Software Modules

Contents

 

Introduction

This document provides an overview of the Lmod software modules system, which allows user-controlled flexible usage of various software titles and versions, setting default software versions, and ease-of-use for user-installed software. The software modules are an improvement to the HBSGrid and will be fully integrated into the command-line and GUI user experience by the end of summer 2020.

About Software Modules

On the HBSGrid cluster, we have a variety of software applications available, including different versions of the same title and applications that are incompatible with one another. To ensure that users can access different titles, prevent conflicts, and set default versions of each software application, we accomplish this by using software modules.

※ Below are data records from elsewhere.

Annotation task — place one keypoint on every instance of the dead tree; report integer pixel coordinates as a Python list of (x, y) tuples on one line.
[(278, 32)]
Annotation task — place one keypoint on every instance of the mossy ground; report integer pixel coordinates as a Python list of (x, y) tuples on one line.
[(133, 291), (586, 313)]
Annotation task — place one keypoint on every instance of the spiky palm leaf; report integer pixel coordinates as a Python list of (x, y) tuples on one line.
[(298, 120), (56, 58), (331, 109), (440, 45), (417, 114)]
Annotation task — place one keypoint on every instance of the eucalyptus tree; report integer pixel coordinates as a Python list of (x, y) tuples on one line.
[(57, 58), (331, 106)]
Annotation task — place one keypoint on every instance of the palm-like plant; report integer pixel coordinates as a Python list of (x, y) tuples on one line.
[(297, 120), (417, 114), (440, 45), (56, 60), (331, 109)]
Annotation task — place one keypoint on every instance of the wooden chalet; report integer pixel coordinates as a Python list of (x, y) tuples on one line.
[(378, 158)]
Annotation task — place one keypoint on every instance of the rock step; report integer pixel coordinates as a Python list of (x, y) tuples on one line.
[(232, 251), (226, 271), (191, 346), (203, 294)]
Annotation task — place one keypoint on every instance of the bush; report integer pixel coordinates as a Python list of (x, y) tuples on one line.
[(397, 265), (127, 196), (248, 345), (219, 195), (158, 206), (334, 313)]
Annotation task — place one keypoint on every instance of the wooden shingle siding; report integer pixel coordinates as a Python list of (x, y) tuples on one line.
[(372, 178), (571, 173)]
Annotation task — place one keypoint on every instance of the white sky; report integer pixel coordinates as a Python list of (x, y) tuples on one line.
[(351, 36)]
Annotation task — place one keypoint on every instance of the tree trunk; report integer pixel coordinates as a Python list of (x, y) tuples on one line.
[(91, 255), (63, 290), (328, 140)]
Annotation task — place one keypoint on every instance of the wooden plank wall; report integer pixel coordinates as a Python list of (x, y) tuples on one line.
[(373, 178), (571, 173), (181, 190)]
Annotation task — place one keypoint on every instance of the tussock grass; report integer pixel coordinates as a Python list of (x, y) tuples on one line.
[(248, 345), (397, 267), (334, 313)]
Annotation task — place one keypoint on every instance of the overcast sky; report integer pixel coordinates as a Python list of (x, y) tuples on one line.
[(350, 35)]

After logging in to the cluster, one has a very basic software environment that provide little or no direct acces to research applications. One HBSGrid feature is the set of wrapper scripts, scripts found on the login nodes which provide a direct and seamless way to run an application on a compute node through a simple command or menu click. But these are hardcoded to specific titles / versions, to CPU cores and RAM, and provide little to no flexibility. With software modules, by loadingone or more modules for the applications, the programs are available to you /interactive-vs-batch-jobs. The modules update shell environment variables so that the system can find and use the applications of your choice. Modules replace the need for separate setup scripts, system-wide symlinks, and explicit export PATH= statement, all of which can cause problems for users.

Our implementation of environment modules uses Lmod software modules and the Bash shell, and this page provides more details: explanation of new features, the systematic naming and versioning convention, condensed Lmod details with HBS-specific information.

How to Use Modules

Note: At this time, the software module system is opt-in and is only accessible from the command-line. It will be phased in completely with the wrapper/default submission scripts by the end of the summer. To start using the module system, issue the command touch ~/.lmod-yes in a terminal when connected to the HBSGrid, and re-login. This one-time action is all that is needed!

You can load one or more modules using the module load [module(s) name] command. Some examples include:

$ module load matlab                                      # load default version
$ module load matlab/R2020a                               # load specific version
$ module load matlab/R2020a AMPL/20200501 gurobi/7.5.2    # multiple titles at once

Note: loading the default for a title may not be the latest version for that title.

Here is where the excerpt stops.